Die Zeitung Business Day berichtet, dass die Regeln des Black Economic Empowerment (BEE - Eigentum ehemalig benachteiligter Gruppen an traditionell "weißen" Unternehmen) von einer reinen Anteilsübernahme zu mehr produktiven Aktivitäten verschoben werden sollen.

Fin24.com, Business Day, 20. April 2011

Johannesburg - Government is planning to shift black economic empowerment (BEE) rules away from equity investment and ownership towards productive activities, Business Day newspaper reported on Wednesday.

The Department of Trade and Industry told the newspaper that amendments to the broad-based BEE Act, aimed at shifting its focus from equity deals to enterprise development, will be tabled in Parliament by July.

BEE is designed to widen ownership of the South African economy, which is still mainly in white hands 17 years after the end of apartheid.

A number of global and local firms have sold portions of their local units to black investors to meet the regulations.

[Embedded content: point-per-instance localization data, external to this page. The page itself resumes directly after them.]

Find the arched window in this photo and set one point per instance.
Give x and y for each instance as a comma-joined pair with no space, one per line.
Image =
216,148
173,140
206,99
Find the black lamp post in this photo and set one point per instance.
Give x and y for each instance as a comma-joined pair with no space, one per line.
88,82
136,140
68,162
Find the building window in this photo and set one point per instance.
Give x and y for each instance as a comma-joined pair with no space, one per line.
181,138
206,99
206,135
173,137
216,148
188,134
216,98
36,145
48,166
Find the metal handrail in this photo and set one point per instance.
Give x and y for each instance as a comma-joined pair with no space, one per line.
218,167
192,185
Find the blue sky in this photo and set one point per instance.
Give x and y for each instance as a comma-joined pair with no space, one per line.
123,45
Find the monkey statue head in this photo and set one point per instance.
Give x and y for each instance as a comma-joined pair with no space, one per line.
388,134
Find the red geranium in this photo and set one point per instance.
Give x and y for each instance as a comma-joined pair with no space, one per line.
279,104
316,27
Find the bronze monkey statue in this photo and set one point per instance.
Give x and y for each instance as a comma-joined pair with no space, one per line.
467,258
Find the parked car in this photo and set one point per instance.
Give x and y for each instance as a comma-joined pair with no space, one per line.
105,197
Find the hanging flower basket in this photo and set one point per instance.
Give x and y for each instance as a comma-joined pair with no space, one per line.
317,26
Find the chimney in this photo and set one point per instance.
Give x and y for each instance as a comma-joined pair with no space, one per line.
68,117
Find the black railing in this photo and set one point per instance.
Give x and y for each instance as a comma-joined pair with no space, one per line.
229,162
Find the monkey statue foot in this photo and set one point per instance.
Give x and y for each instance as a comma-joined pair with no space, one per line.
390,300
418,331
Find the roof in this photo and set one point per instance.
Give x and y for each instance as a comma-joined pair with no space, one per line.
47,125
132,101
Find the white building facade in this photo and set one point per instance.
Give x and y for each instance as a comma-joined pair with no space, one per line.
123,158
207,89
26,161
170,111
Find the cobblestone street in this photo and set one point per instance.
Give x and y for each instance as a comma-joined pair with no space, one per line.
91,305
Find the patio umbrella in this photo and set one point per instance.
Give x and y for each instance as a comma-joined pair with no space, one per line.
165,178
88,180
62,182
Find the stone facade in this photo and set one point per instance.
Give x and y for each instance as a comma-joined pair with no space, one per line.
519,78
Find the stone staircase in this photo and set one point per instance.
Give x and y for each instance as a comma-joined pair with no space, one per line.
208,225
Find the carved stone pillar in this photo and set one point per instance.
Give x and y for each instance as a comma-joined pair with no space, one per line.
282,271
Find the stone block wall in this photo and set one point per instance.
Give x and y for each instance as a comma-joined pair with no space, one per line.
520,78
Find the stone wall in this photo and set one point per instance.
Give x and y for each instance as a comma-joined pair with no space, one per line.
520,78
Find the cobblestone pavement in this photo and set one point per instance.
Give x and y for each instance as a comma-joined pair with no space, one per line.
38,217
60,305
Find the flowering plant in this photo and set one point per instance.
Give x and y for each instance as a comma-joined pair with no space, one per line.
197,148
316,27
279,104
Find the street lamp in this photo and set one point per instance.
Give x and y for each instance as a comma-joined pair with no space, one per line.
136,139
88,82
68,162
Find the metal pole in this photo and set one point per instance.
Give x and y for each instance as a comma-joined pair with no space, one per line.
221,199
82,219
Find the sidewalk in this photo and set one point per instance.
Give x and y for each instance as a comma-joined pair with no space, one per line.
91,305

Some BEE deals have been criticized by unions and opposition politicians who say they benefit a small group of politically connected black businessmen to the exclusion of the vast majority of poor black South Africans.

The amendments would seek address criticism that BEE was only creating a class of passive black shareholders rather than entrepreneurs actively engaged in economic activity.

The amendments would also be in line with the government's efforts to promote initiatives aimed at enhancing production and bolstering growth in South Africa.

Last month, Microsoft South Africa, a unit of the world's largest software firm, said it will invest R475m in four black-owned software firms to meet BEE rules.

The deal was in place of selling a stake to black investors, which is the route usually taken by most foreign and local firms in Africa's biggest economy.